Malcolm makes me want to cry at times. He’s the type of person I would like to have shot at birth. Not for any malicious intent, just purely because it would have been an act of kindness. He has a toads face, with shallow muddy eyes that bulge glassily. If those are windows to some kind of soul I give up any faith in God, as I can see nothing there. He is the worst of Nuria’s fan club – and the most fervently hopeful. I don’t think he’s ever understood a single thing about the world or where his place in it should be, so, like the rest of the truly lost, he will sit at the end of the bar, supping his pint and laugh at jokes that were not meant for him to share.

Diario de Madrid: Junio 2005: El Bar Irlandes 2: los espanoles


Other types of drinkers here are Spanish pijos, snobs that like to feel international, drink interesting ‘black beer’, and patronise foreign bar staff. Many of the regulars are, however, very nice and polite, but a large office party may breeze in at 7, stay all night, demand table service, large rounds and a constant stream of free tapas, then will all pay separately and insist on ‘invitations’ (free drinks). I still have a lot to learn about Spanish culture…

Diario de Madrid: Junio 2005: El Bar Irlandes 1: los clientes habituales

I have started to really enjoy my job here. The actual work is mundane and boring in the extreme, but Irish bars are fascinating places for people-watching. I have seen the like of whom I never before presumed possible to exist – from the most painfully stupid and ignorant, to professors, artists, lawyers and every type in between.

You have the inevitable expat regulars, who like to sit and scratch their balls whilst drinking Guinness and watching cricket on the BBC. This type of clientele, by and large, speak very bad Spanish and work as English teachers. I have yet to divine exactly why they are here, as they complain about every aspect of Spanish life yet have no intention of returning to the Mother Land.

Diario de Madrid: Gente Maja: Junio 2005

Hot North African winds blew through Madrid this weekend, as workers celebrated the beginning of their holidays. Streets overflowed with a sweaty, noisy, excited human stream. The bustling traffic of bodies passing through dry heat swelled irregularly in knots, as friends met at metro stations, lovers pressed each other into doorways and tourists stood to stare at the street entertainers. Each road had its climax point, from Fuencarral, where a burgeoning crowd spilled out to meet the flow from Gran Via, all the way down to Plaza Mayor, as groups sat and drank in the night, chatting, all splayed out on the cobble stones. Their voices reached up past the muralled walls into the clear deep ocean of dark blue sky.

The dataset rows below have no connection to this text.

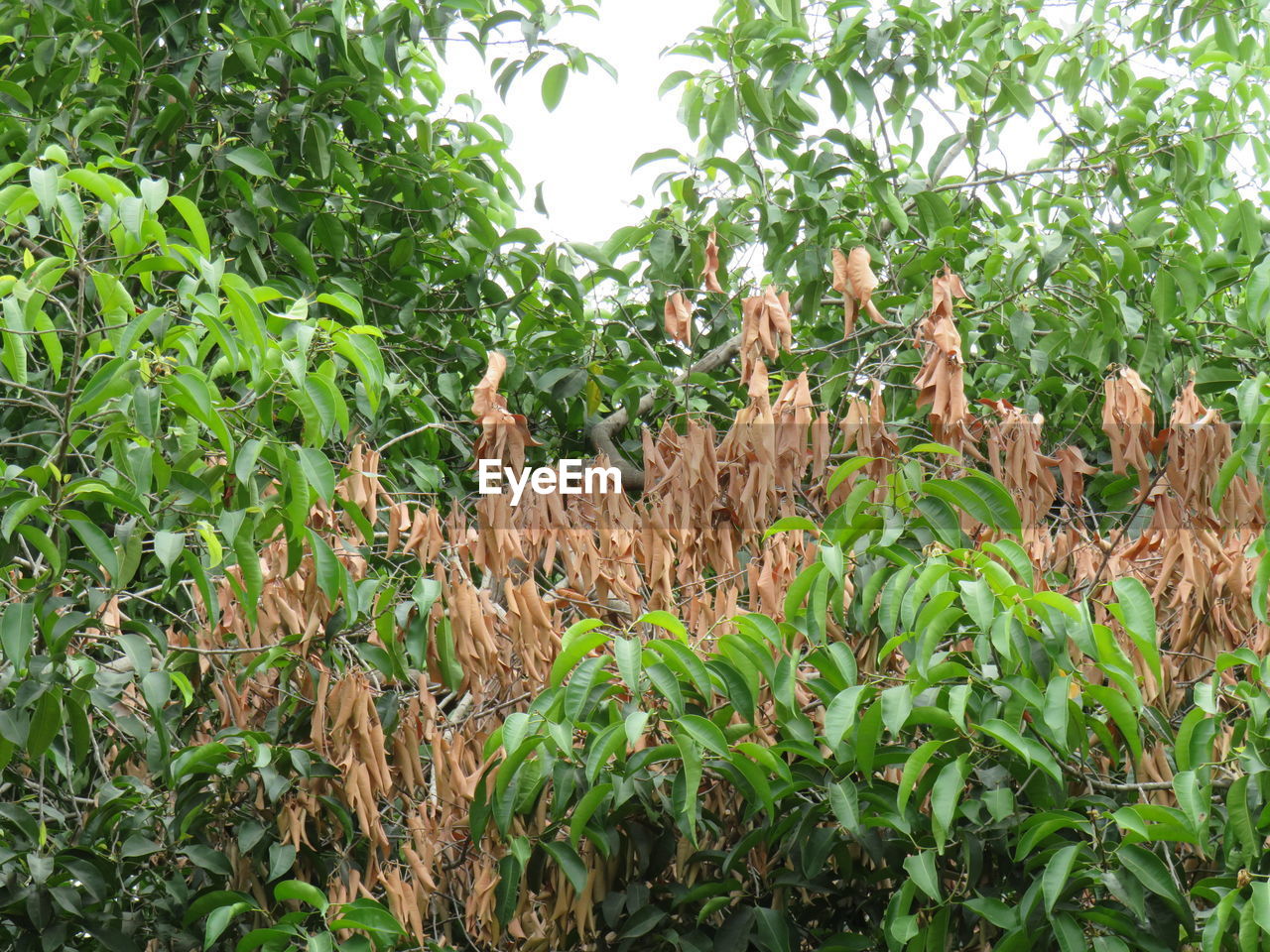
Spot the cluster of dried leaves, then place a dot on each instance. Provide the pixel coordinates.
(511, 579)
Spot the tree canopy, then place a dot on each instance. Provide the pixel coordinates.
(957, 643)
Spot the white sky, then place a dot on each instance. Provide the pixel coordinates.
(583, 151)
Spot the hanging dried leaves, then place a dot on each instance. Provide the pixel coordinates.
(504, 434)
(710, 273)
(766, 329)
(940, 382)
(1129, 422)
(693, 544)
(679, 318)
(853, 278)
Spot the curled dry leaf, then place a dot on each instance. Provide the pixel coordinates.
(679, 318)
(766, 327)
(853, 278)
(940, 382)
(1129, 422)
(1074, 470)
(710, 273)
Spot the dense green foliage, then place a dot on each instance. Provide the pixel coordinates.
(240, 235)
(802, 841)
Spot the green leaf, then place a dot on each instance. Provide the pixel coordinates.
(667, 621)
(1138, 617)
(1151, 873)
(571, 862)
(45, 724)
(912, 770)
(1057, 873)
(921, 869)
(553, 85)
(705, 733)
(302, 892)
(17, 633)
(253, 160)
(169, 546)
(574, 652)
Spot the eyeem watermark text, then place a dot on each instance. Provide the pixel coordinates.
(570, 477)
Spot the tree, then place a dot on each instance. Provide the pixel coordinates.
(258, 690)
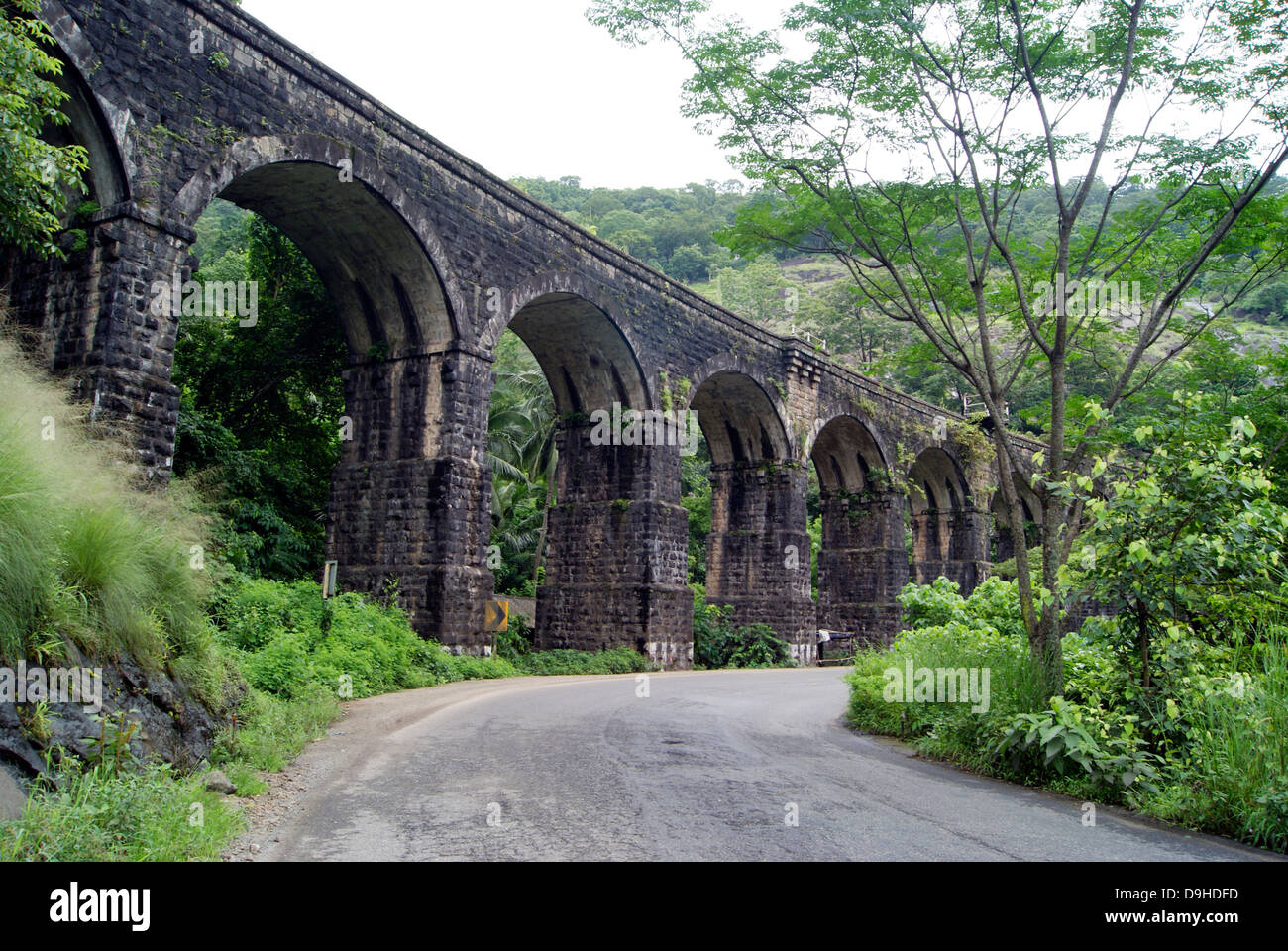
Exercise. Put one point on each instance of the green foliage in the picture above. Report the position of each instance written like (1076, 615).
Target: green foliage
(1233, 779)
(261, 407)
(37, 176)
(1104, 745)
(671, 230)
(103, 814)
(1192, 527)
(86, 556)
(1192, 750)
(111, 748)
(290, 643)
(270, 731)
(719, 643)
(996, 243)
(522, 457)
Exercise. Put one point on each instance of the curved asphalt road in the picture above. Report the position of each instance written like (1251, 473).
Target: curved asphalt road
(703, 768)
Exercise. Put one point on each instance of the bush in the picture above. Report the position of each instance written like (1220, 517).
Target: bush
(290, 642)
(717, 643)
(99, 814)
(85, 555)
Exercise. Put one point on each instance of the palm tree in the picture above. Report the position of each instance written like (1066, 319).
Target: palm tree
(522, 458)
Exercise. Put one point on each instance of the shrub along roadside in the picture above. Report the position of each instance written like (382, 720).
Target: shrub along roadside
(1203, 749)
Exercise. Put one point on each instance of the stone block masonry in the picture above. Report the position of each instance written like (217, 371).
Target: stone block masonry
(429, 258)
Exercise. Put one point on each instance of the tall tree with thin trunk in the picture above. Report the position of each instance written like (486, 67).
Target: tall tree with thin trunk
(910, 140)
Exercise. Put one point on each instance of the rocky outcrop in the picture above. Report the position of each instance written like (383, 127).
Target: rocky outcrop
(171, 720)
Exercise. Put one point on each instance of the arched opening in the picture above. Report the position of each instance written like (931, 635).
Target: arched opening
(608, 553)
(55, 300)
(1003, 543)
(310, 347)
(862, 562)
(759, 547)
(386, 291)
(948, 535)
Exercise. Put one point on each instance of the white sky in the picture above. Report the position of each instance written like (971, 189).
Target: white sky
(531, 88)
(523, 88)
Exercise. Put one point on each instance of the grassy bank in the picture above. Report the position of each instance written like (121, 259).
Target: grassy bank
(1202, 748)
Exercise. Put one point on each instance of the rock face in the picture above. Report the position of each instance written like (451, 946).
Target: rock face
(13, 796)
(172, 722)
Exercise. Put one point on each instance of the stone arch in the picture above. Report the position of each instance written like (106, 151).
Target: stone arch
(846, 455)
(376, 254)
(759, 545)
(949, 536)
(588, 357)
(1003, 543)
(98, 123)
(936, 482)
(862, 562)
(739, 415)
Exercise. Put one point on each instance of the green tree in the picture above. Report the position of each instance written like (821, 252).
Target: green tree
(37, 178)
(522, 458)
(1188, 532)
(261, 407)
(996, 108)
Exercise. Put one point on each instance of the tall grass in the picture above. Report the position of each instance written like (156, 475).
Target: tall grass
(85, 556)
(1235, 779)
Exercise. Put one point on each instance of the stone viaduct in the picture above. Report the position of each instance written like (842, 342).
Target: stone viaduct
(429, 258)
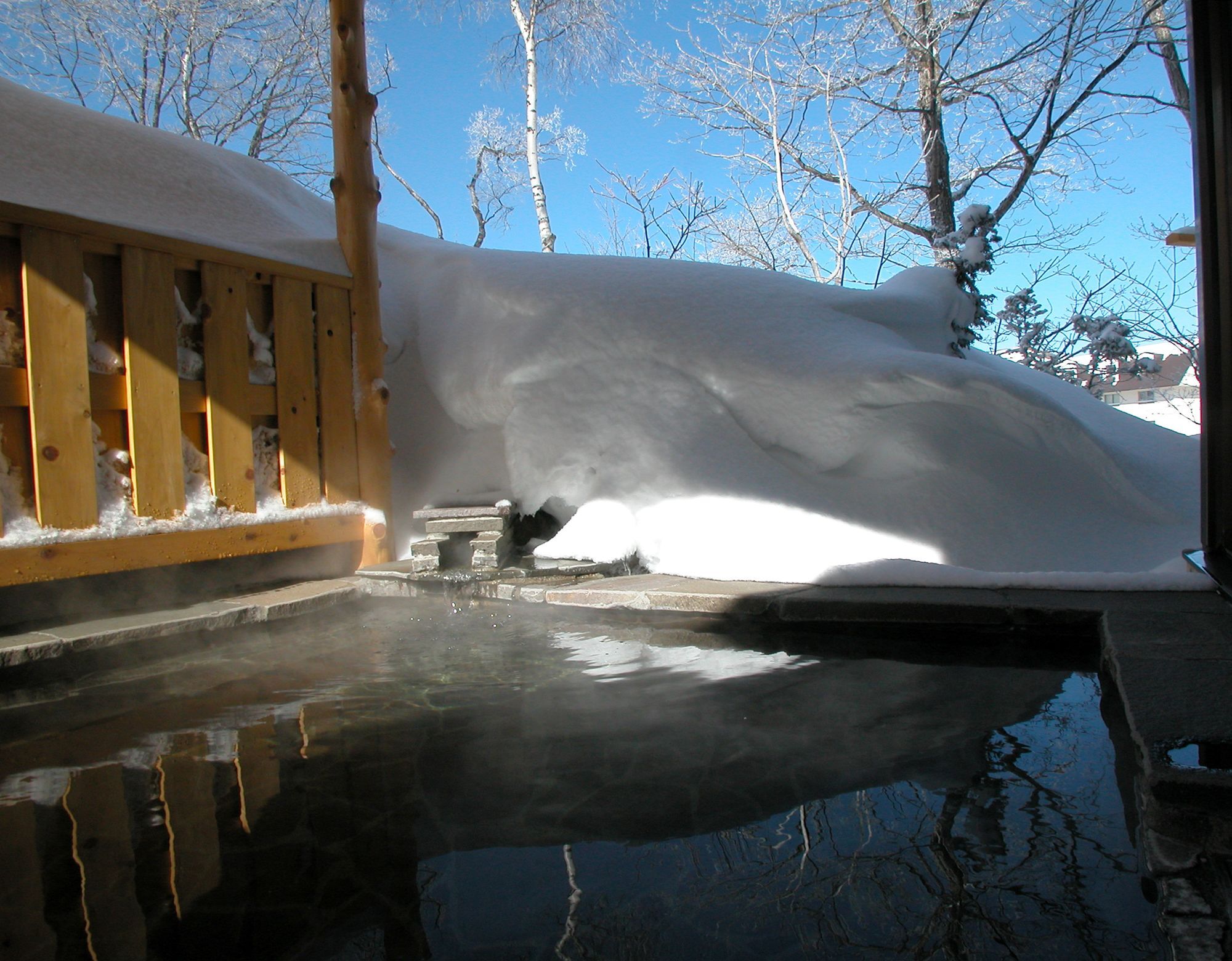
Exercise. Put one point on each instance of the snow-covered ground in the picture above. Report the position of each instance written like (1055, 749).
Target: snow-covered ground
(716, 422)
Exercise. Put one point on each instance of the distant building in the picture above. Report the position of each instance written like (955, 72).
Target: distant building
(1159, 379)
(1165, 394)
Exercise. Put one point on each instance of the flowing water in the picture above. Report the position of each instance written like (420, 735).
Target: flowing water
(436, 779)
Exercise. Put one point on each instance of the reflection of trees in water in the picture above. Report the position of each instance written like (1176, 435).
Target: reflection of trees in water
(1018, 863)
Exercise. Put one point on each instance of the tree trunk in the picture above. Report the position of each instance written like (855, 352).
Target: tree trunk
(1171, 56)
(934, 150)
(527, 28)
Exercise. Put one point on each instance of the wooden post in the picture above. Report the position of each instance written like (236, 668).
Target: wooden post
(1210, 31)
(357, 195)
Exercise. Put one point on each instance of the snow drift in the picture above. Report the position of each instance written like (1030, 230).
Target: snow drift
(716, 422)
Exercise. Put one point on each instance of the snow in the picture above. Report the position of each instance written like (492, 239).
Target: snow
(13, 346)
(714, 421)
(613, 661)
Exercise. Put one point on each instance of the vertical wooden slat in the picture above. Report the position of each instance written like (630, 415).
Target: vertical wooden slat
(225, 293)
(148, 294)
(336, 386)
(10, 302)
(296, 390)
(60, 386)
(357, 195)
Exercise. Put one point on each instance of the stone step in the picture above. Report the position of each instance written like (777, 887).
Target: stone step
(468, 525)
(502, 511)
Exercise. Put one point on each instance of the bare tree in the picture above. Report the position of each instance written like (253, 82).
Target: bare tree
(909, 112)
(415, 194)
(245, 75)
(562, 41)
(1114, 307)
(498, 148)
(1167, 22)
(666, 217)
(580, 40)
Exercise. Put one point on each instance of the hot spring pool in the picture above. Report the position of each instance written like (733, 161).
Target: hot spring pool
(405, 779)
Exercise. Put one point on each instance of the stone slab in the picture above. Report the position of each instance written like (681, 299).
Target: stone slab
(28, 647)
(270, 606)
(121, 630)
(481, 511)
(466, 525)
(671, 593)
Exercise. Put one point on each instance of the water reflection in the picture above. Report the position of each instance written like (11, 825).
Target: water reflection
(413, 785)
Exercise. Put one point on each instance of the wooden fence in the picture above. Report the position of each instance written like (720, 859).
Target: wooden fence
(47, 407)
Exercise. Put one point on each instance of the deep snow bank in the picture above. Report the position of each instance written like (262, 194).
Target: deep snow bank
(719, 422)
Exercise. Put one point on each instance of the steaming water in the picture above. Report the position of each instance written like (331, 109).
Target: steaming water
(403, 778)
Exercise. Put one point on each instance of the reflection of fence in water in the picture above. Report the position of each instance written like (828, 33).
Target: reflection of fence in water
(200, 857)
(47, 408)
(302, 825)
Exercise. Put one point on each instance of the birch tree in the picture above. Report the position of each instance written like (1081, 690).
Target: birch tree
(562, 43)
(909, 112)
(498, 148)
(665, 217)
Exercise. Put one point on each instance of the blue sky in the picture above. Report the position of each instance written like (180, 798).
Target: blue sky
(443, 79)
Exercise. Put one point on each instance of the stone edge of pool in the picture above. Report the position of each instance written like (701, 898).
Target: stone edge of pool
(1170, 655)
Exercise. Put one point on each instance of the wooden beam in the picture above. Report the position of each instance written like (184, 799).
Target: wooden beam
(107, 238)
(357, 197)
(82, 559)
(60, 387)
(152, 381)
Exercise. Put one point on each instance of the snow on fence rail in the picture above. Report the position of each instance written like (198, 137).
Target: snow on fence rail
(77, 291)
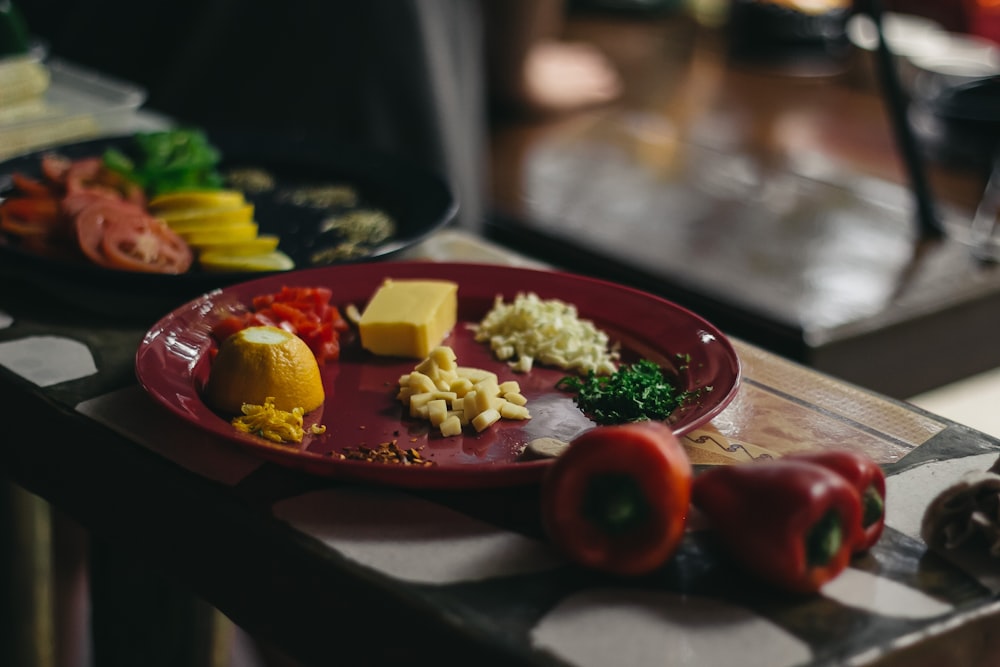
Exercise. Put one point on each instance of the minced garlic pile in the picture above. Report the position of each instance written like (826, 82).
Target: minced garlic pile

Primavera Sound 2005-06-05

Scorching heat and warm canned lager. The beat of sound systems competing in the warmth of an early morning in June. A sea of dancing figures waving and jumping to dj sets… the international arena… shameless fame spotting edith bowman… ridiculously small indoor arena… queues for tickets for food, queues for tickets for drinks… queues for drinks, queues for food…. Nouvelle vague roxked my world while iggy pop wailed at the rest... The Russian couldn’t stand it and pouted in hooded defiance for the duration of the fiesta. New Order failed to get my juices flowing, whereas live brass and balls made me fall in love with Broken Social’s Scene’s “Lover’s Spit”… Beautiful pink sea glinted as “Sells Like Teen Spirit” got mixed up, chopped up, fucked around and charged by the awesome Optimo dj’s…

Barcelona is beautiful. I had forgotten this simple fact.